An example where LLM-as-a-judge fails to provide an accurate judgement, but STaR-DPO succeeds. Sentences where critical reasoning takes place are highlighted for emphasis.

Key Findings

Our experiments with CoT-GenRM and STaR-DPO yielded some exciting results:

  • Comparable Performance: CoT-GenRM matches the performance of traditional reward models on in-distribution tasks.
  • Better Generalization: On out-of-distribution tasks, CoT-GenRM significantly outperforms existing methods.
  • Reasoning Matters: The reasoning component in CoT-GenRM significantly boosts performance, especially on complex tasks.
  • Scalability: CoT-GenRM reduces the need for extensive human annotation, making it more scalable for real-world applications.
  • Simplified Training: GenRMs allow for effective training without the need for a separate reward model.

Performance Comparison

UltraFeedback Subsets

UltraFeedback Subsets Graph

Figure 1: Comparing generative reward models with prior reward modeling methods on in-domain (UltraFeedback) data and out-of-domain data (RewardBench). All generative model scores are the result of a majority vote over 32 samples.

Implications and Future Directions

The development of Chain-of-Thought Generative Reward Models and STaR-DPO opens up new possibilities for AI alignment:

  • More Robust AI Systems: Create AI systems that better generalize to new situations and maintain alignment with human values.
  • Efficient Scaling: Allow for more rapid iteration and refinement of AI behavior.
  • Potential for Personalization: Address the challenge of aligning AI with diverse and potentially conflicting human views.
  • Improved Reasoning Capabilities: Pave the way for AI systems that can continually improve their own reasoning and decision-making processes.

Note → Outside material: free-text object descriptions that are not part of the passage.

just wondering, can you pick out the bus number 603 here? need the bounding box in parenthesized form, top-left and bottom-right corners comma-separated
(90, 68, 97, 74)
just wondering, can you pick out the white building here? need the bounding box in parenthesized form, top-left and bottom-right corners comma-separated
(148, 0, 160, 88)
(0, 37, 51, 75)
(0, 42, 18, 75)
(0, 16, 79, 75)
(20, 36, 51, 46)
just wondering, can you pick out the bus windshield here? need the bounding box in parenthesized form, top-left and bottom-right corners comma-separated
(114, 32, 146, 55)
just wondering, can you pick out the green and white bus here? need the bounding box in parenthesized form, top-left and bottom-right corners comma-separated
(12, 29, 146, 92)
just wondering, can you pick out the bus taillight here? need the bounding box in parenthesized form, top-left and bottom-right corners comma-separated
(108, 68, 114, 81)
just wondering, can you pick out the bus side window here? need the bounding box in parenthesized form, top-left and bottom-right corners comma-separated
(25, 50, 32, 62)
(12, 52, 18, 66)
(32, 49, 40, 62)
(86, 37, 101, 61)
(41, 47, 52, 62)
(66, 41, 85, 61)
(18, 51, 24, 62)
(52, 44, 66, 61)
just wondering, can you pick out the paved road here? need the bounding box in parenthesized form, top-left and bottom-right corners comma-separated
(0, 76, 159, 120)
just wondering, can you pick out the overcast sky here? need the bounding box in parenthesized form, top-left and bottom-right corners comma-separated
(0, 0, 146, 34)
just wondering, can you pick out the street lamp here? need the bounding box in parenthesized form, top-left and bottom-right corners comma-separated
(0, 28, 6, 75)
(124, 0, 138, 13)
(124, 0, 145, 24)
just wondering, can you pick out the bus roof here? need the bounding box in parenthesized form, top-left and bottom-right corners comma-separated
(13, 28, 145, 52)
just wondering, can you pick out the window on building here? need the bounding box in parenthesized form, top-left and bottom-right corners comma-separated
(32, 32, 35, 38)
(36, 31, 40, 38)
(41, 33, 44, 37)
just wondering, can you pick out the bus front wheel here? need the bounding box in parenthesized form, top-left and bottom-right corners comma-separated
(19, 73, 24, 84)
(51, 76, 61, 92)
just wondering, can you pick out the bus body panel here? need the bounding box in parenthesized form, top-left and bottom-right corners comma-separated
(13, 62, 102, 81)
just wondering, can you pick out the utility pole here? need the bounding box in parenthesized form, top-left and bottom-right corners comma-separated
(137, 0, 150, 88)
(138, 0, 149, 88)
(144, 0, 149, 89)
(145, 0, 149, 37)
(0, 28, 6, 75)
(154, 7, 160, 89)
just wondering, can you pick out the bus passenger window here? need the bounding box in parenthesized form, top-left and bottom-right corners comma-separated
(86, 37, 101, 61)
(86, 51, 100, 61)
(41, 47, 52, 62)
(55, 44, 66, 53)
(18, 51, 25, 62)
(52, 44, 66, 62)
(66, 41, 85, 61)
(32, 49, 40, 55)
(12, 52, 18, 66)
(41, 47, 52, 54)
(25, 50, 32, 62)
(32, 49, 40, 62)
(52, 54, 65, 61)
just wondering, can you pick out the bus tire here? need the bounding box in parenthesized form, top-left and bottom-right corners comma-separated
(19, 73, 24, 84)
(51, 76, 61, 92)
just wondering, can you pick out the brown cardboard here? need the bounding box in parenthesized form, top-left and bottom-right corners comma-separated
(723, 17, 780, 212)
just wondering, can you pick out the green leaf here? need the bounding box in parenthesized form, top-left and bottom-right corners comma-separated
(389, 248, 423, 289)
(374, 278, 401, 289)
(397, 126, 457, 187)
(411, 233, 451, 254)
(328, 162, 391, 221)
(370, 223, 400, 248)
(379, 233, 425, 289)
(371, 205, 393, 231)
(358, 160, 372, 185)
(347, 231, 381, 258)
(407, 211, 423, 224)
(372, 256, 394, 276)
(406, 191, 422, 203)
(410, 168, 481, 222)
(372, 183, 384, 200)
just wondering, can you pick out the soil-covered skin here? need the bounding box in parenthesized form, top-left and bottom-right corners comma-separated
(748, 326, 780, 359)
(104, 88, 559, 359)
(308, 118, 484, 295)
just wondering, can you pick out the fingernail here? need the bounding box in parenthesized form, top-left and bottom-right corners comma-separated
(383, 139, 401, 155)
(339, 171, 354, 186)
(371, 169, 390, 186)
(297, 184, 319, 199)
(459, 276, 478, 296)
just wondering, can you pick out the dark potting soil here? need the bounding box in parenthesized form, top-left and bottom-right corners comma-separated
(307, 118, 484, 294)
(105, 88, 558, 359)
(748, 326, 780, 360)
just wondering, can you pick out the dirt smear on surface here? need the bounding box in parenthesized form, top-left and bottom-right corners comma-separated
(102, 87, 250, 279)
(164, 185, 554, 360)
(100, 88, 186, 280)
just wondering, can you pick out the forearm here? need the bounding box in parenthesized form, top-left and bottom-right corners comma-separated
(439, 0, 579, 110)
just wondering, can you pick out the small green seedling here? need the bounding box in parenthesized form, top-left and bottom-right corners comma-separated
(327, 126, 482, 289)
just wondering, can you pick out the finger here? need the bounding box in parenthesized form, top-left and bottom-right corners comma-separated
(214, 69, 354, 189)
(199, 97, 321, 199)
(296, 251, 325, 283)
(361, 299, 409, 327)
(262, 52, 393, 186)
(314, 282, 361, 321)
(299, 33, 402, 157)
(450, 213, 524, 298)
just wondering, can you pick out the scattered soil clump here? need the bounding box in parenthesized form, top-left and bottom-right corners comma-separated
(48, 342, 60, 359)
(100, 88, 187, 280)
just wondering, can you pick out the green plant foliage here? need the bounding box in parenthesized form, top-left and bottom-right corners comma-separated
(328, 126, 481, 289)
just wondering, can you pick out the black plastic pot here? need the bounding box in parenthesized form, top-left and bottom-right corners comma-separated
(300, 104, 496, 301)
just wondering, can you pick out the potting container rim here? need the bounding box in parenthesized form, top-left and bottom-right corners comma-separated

Future Research Directions

  • Refining post-rationalization techniques to improve the quality of AI-generated reasoning.
  • Investigating online optimization methods for real-time adaptation to new feedback.
  • Extending CoT-GenRM and STaR-DPO to handle multimodal tasks.
  • Addressing robustness in adversarial settings.
  • Exploring the potential of STaR-DPO for continuous learning and adaptation in deployed AI systems.